Two-Prong Test of Ineffectiveness Ordered
The prosecution appealed the Fifth District Court’s ruling. The Ohio Supreme Court stated that the trial court’s decision to deny Romero’s claim was flawed in that it did not base its determination on the effectiveness of the defendant’s counsel, but rather on the judge’s advisement. The information the court provides to the defendant falls under an individual’s right to due process, which is different from their Sixth Amendment right to effective legal counsel for criminal proceedings. The Court explained that the trial court’s “generalized warning does not replace counsel’s duty to advise his client of the consequences of his guilty plea.”
The Court further stated that to withdraw their plea based on ineffective counsel, the defendant must satisfy two burdens:
- That the performance of their attorney was deficient
- That their attorney was prejudicial in their advisement
Proving that the defense counsel failed to advise a defendant of the specific deportation consequences upon conviction would satisfy the first burden. The second burden would be met by demonstrating that the defendant would not have entered a guilty plea and would have gone to trial if not for their attorney’s inadequate advisement.

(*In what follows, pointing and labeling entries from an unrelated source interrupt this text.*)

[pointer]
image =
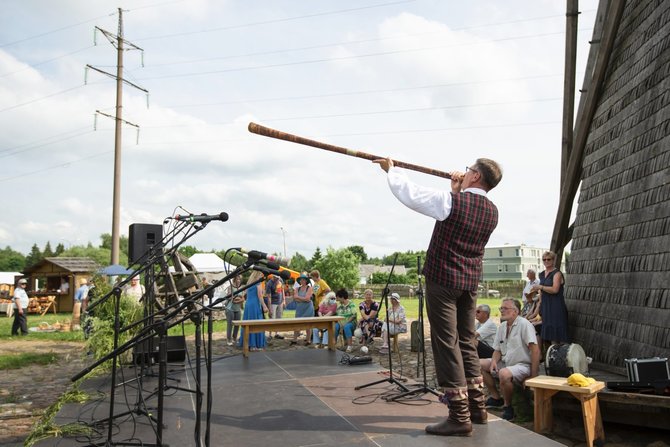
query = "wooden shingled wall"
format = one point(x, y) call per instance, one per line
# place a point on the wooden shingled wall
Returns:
point(618, 276)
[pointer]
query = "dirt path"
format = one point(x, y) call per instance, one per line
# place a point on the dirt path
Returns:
point(27, 392)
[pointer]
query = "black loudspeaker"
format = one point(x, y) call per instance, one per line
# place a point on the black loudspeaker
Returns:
point(148, 351)
point(141, 237)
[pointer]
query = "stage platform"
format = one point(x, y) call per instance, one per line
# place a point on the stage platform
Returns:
point(283, 398)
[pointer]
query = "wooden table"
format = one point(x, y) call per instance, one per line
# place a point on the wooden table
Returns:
point(546, 386)
point(288, 324)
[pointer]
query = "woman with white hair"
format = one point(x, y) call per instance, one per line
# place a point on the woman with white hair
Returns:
point(397, 322)
point(327, 308)
point(369, 323)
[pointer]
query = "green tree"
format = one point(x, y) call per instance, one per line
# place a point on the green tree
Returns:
point(299, 263)
point(11, 260)
point(339, 268)
point(408, 259)
point(359, 251)
point(34, 256)
point(48, 252)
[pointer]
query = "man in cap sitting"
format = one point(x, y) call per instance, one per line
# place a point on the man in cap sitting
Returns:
point(396, 324)
point(20, 306)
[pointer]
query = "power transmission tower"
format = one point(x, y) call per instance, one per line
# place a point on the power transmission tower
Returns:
point(117, 41)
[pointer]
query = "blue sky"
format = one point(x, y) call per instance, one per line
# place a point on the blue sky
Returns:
point(432, 82)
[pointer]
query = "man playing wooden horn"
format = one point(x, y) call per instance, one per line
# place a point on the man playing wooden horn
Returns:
point(465, 219)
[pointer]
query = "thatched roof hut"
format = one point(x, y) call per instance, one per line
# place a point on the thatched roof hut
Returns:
point(618, 294)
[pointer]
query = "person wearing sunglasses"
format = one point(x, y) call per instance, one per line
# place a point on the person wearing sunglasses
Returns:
point(552, 306)
point(516, 357)
point(464, 220)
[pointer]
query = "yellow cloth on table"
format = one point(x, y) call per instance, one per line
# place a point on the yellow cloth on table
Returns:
point(577, 379)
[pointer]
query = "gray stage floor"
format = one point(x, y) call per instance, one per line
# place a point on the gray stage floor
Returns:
point(291, 398)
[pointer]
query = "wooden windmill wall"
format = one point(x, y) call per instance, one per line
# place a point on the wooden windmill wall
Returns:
point(618, 291)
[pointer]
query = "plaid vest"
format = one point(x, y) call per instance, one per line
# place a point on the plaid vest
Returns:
point(454, 257)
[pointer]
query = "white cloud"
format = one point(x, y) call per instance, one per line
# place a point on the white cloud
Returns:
point(194, 149)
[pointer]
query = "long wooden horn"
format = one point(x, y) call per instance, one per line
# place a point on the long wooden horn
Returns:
point(278, 134)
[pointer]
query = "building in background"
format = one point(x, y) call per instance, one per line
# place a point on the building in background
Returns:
point(511, 262)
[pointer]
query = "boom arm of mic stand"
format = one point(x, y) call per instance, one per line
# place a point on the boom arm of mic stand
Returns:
point(145, 333)
point(144, 267)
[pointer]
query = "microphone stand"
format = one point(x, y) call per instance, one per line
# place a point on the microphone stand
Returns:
point(421, 355)
point(150, 258)
point(385, 301)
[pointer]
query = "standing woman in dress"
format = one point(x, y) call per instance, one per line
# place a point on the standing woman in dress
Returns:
point(304, 307)
point(254, 310)
point(369, 323)
point(552, 305)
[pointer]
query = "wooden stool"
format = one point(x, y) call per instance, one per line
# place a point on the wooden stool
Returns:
point(545, 387)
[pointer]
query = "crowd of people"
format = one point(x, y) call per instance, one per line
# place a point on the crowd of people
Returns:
point(313, 297)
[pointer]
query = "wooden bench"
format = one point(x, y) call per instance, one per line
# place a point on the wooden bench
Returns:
point(545, 387)
point(288, 324)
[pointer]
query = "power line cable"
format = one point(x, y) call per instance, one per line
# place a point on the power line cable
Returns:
point(46, 33)
point(364, 92)
point(51, 95)
point(414, 109)
point(267, 22)
point(351, 42)
point(348, 134)
point(342, 58)
point(37, 64)
point(49, 168)
point(43, 141)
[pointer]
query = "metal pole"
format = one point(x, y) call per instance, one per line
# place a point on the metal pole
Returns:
point(571, 14)
point(283, 232)
point(116, 204)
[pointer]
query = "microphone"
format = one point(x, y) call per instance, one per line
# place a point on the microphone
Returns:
point(275, 266)
point(259, 255)
point(202, 217)
point(283, 274)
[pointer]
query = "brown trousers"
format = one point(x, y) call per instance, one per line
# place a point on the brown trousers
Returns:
point(451, 314)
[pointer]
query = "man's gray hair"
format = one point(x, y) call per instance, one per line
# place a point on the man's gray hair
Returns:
point(485, 308)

The Ohio Supreme Court agreed with the Fifth District Court of Appeals’ decision to reverse the trial court’s denial, and it sent the matter back to the trial court for analysis of the motion based on the two-prong test of ineffective counsel.

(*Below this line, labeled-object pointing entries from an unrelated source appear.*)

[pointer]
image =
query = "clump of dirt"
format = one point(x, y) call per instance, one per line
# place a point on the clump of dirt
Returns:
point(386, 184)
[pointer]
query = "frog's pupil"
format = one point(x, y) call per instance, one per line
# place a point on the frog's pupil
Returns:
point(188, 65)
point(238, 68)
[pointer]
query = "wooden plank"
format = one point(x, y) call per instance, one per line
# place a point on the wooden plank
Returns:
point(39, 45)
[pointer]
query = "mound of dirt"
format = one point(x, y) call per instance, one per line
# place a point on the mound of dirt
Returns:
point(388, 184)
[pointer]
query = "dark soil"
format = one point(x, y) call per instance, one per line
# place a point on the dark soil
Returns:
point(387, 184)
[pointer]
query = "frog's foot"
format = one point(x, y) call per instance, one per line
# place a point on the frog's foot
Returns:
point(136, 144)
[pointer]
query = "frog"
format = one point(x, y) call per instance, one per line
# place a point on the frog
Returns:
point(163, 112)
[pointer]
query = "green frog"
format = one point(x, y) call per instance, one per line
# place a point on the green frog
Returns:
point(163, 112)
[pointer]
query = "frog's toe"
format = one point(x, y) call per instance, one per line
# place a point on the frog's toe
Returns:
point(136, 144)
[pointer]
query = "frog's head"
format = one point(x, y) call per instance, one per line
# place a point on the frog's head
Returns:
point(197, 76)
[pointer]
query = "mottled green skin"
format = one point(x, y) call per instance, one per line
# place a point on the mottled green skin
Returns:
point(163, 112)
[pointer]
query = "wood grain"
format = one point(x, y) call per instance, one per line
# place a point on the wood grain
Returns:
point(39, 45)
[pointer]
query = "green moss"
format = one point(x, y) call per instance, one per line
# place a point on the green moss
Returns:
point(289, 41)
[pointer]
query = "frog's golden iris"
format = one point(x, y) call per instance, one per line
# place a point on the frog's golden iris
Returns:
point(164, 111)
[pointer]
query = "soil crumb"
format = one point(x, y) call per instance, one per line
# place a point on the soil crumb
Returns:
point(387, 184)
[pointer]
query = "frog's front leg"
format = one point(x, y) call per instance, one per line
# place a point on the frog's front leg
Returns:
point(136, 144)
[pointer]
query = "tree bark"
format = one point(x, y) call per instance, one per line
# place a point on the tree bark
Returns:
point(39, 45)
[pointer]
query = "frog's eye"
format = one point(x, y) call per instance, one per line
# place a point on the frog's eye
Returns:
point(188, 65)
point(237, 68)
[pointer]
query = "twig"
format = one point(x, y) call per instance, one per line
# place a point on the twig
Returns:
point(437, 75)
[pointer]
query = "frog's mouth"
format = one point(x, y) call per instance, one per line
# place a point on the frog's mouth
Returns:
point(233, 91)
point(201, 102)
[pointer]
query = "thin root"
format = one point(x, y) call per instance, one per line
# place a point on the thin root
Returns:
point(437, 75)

Interesting Aspects of the Case
What is interesting about the case is that the plurality decided that the Fifth District Court of Appeals erred in sending Romero’s case back to the trial court for an evidentiary hearing for the motion to withdraw the plea. However, two of the five justices decided in judgment only and wrote separately that they would have remanded for a hearing. On remand in the trial court, to set up for another appeal, it could be argued that there is no constitutionally adequate judgment as to the remand order without a majority. The Fifth District’s remand was affirmed by default under Ohio Constitution Article IV(A): “a majority of the Supreme Court shall be necessary to constitute a quorum or to render a judgment.”